Lindy's Five Essential Websites (Non-Major Media) for 2013
[+] Team Summaries

Tuesday, September 4, 2012

Reverse engineering Vegas and the NFL

I don't gamble, but I love Vegas. Sports gambling creates a semi-liquid information aggregator. Like the stock market, people make gambling decisions based on the information they have. The more confident they are in that information, the more they will bet. The price goes up or down to reflect the general direction of all this accumulated knowledge. As long as people are rational (which, of course, is not always the case in sports*) odds in Vegas, like prices in the stock market, should reflect all available information (see efficient market hypothesis). So, even though people are not forced to disclose their information, the consequence of that information is made public.

And I can use that.

I started with NFL win total over/unders. Using those numbers and team schedules, I estimated team power rankings (T), strength of schedule (O) and game-by-game probabilities. With those game-by-game probabilites, I calculated playoff (P=Playoff, WC=wild card) and division title probabilities. In short, I used 32 numbers generated by a sports gambling market to map out the NFL season.

[The power rankings are scaled to point margins, so to estimate an average margin of victory subtract O from T and add or subtract 3 or 3.5 points for home field advantage.]

* On that note, these specific win totals add up to 262, which is remarkable since there are only 256 games . I assume that, because most fans are irrationally optimistic about their own team and they are also more likely to place a bet on their team, win totals are impossibly optimistic as well.


  1. Interesting, but you really need to factor in the money line odds to get at the true implied win totals. E.g., Ari is under 7 -210, which is closer to a 6.5 implied win total than 7.

    1. That's a fair point. Had this been more than a demonstration exercise I definitely would have needed to account for money lines - for example, if you were to try and use this method to arbitrage win total-based playoff odds against quoted playoff odds.

      I would have needed to set the simulation to match probabilities above and below the win totals instead of the win totals themselves. I quickly abandoned that idea 1) because I didn't want this to become anything more than a quick demonstration exercise and 2) I found that the money lines emerged somewhat spontaneously from the results (corr=.3).

    2. Not sure what you mean by number 2? The money lines simply adjust the true implied o/u numbers. For there to be a correlation between your projections and the direction of the money lines would be fully expected. Or am I not understanding what you are saying?

    3. One way of looking at it is that the o/u money lines compensate for the rounding of the expected win total to the bet-able win total. The expected win total might be 10.9, but 11 is reported with higher odds on the under, therefore implying a value closer to 10.9.

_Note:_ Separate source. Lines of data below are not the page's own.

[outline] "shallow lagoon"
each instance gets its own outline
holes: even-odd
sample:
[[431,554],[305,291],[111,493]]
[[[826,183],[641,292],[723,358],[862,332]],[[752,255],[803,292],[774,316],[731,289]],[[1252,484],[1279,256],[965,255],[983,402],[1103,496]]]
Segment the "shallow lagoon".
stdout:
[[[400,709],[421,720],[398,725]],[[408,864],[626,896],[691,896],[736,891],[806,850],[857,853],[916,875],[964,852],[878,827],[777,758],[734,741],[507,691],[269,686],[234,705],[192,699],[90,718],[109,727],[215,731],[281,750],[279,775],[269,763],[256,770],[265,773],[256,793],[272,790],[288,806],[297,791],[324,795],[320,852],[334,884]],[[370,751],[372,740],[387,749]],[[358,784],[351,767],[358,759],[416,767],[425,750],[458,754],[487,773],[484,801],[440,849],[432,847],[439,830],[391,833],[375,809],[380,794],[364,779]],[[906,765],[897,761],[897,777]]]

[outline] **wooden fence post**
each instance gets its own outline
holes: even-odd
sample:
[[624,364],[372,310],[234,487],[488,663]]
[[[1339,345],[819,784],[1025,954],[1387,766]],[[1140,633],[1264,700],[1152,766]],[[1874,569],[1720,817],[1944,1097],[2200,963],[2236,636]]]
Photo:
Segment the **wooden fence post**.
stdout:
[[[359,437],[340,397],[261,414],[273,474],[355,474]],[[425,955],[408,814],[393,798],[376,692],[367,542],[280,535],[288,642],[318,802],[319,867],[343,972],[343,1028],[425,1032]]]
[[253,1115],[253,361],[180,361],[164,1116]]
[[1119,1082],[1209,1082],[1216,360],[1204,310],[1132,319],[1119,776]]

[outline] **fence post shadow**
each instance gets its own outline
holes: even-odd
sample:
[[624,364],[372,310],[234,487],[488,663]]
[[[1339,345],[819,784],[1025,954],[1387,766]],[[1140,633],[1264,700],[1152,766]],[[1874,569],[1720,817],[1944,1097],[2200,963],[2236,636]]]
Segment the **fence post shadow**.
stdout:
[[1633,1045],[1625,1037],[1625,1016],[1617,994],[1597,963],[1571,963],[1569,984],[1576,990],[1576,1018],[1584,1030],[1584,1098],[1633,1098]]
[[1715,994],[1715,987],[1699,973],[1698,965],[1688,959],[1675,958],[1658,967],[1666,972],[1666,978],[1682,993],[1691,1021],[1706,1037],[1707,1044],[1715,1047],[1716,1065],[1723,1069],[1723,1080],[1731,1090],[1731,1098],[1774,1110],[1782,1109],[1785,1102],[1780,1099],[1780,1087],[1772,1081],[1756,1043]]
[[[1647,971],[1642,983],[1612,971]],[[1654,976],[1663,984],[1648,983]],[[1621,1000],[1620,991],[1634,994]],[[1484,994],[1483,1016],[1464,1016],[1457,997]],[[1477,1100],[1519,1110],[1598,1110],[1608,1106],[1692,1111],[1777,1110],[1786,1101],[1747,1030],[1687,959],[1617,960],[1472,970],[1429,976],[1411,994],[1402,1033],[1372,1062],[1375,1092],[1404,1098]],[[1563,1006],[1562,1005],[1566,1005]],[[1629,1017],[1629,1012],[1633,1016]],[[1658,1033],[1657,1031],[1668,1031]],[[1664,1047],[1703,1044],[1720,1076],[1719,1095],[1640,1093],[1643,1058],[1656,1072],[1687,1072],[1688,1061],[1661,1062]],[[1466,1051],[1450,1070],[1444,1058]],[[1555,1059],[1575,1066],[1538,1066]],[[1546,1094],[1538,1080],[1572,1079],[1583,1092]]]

      My model did not use money lines, so it assumed the bet-able win totals were the expected win totals. If, for example, the reported win totals were all set at 8 and o/u money lines were used to imply expected win totals, my model would have rated all 32 teams evenly across the board. This would give them a 50% chance in each game (a little bit better for home games and worse for road games) and an expected win total of 8.

      Now, when I actually ran the model, the final expected win totals from the model were different than the bet-able win totals (one reason for this is that it would not predict 262 total wins). What I am saying is that the error between the model's expected win totals and the bet-able win totals is positively correlated with the difference between the implied win totals from the money lines (the actual expected win totals) and the bet-able win totals. Given the hypothetical example above, there is no reason to inherently expect this (but there are reasons this correlation could be non-random).

  2. I think the win totals add up to 262 because of the vig -- vegas makes it's money off the fact that their win odds add up to over 100%. That's why normal games -110 vs -110 (or 52.3% to 52.3% which is over 100%).

    1. That would make sense if they were giving odds for each game. Then a 10 percent overround would produce 25 extra wins. But here the vig comes from the o/u money lines. You don't bet on win totals, you bet on the probability of it being over or under an arbitrary line.